Alternative Decorator implementations

  • One cannot have a lambda function in another lambda function ? Why ? Lambdas support only expression in their body. Another lambda would be compound statement
  • you can write classes that serve as decorator instances
  • Decorating a decorator looks complicated. I guess unless I use this in the code, I will not be able to internalize the lesson

Functional Constructs in Python

  • The biggest drawback to lambda expressions is that they support a single expression in their body
  • lambda expressions are considered pure
  • map operator can only operate on finite sequences. It cannot operate on infinite generators or iterators
  • In Python 3, reduce is a part of functools module
  • filter was converted to lazy class in Python 3
  • Tail Call Optimization refers to an optimization that applies to certain recursive functions where they call themselves as the last operation
  • Python interpreter comes with rails to protect against using too much memory by creating a lot of stacks.
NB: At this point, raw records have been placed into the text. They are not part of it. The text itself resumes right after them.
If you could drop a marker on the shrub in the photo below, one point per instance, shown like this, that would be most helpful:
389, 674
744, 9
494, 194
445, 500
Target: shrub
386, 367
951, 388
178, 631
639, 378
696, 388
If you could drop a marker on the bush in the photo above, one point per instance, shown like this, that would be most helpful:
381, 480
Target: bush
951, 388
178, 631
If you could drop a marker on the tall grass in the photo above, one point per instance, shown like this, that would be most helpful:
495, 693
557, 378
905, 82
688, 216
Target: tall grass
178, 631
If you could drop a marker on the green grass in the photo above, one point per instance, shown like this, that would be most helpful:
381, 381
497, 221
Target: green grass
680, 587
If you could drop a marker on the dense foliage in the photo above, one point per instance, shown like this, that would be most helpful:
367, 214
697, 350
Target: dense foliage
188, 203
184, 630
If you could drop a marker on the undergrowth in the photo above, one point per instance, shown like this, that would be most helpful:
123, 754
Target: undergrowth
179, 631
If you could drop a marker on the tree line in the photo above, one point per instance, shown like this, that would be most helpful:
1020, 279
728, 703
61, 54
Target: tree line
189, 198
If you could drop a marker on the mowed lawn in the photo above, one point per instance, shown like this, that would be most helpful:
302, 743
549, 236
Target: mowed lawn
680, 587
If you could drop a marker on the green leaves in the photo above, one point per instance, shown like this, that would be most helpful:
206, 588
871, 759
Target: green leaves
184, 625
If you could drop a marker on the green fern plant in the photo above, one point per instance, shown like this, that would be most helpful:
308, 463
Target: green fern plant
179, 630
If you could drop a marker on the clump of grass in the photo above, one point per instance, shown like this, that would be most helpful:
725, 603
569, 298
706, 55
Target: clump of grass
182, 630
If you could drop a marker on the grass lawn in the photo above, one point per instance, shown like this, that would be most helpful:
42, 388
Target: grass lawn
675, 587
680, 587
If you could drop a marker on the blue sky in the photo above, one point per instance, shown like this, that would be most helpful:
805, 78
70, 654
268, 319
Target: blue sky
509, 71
By default it is set to 1000
  • Generator expressions return a generator object, which follows the iterator protocol
  • A generator expression can be iterated only once whereas a list comprehension can be run through multiple times
  • An object that allows for single iteration will have __iter__ and __next__ method
  • An iterable object will have __iter__ method that gives an iterator every time it is called
  • Dictionary comprehensions are not lazy and are evaluated upon creation
  • Set comprehensions are not lazy and are evaluated upon creation
  • operator module is super useful when programming in a functional style or using comprehension constructs

Takeaway

I had downloaded this book in June 2019 and somehow had never found time to go through this book. Thanks to my Python immersion in this lock-down period, I have managed to read through the entire book in a day. With out spending time going through Python Workout and Tiny Python Projects, I would not have had followed the book in its entirety in one day. Since I had been working through the exercises in the previous two books, I could follow most of the stuff mentioned in the book. Needless to say, the book has valuable content that would be helpful to understand iterators, generators, decorators and list comprehensions. Super useful book and I am glad I have managed to read it. This was my HIGHLIGHT for the day that I had planned. I am happy that I have managed get it done.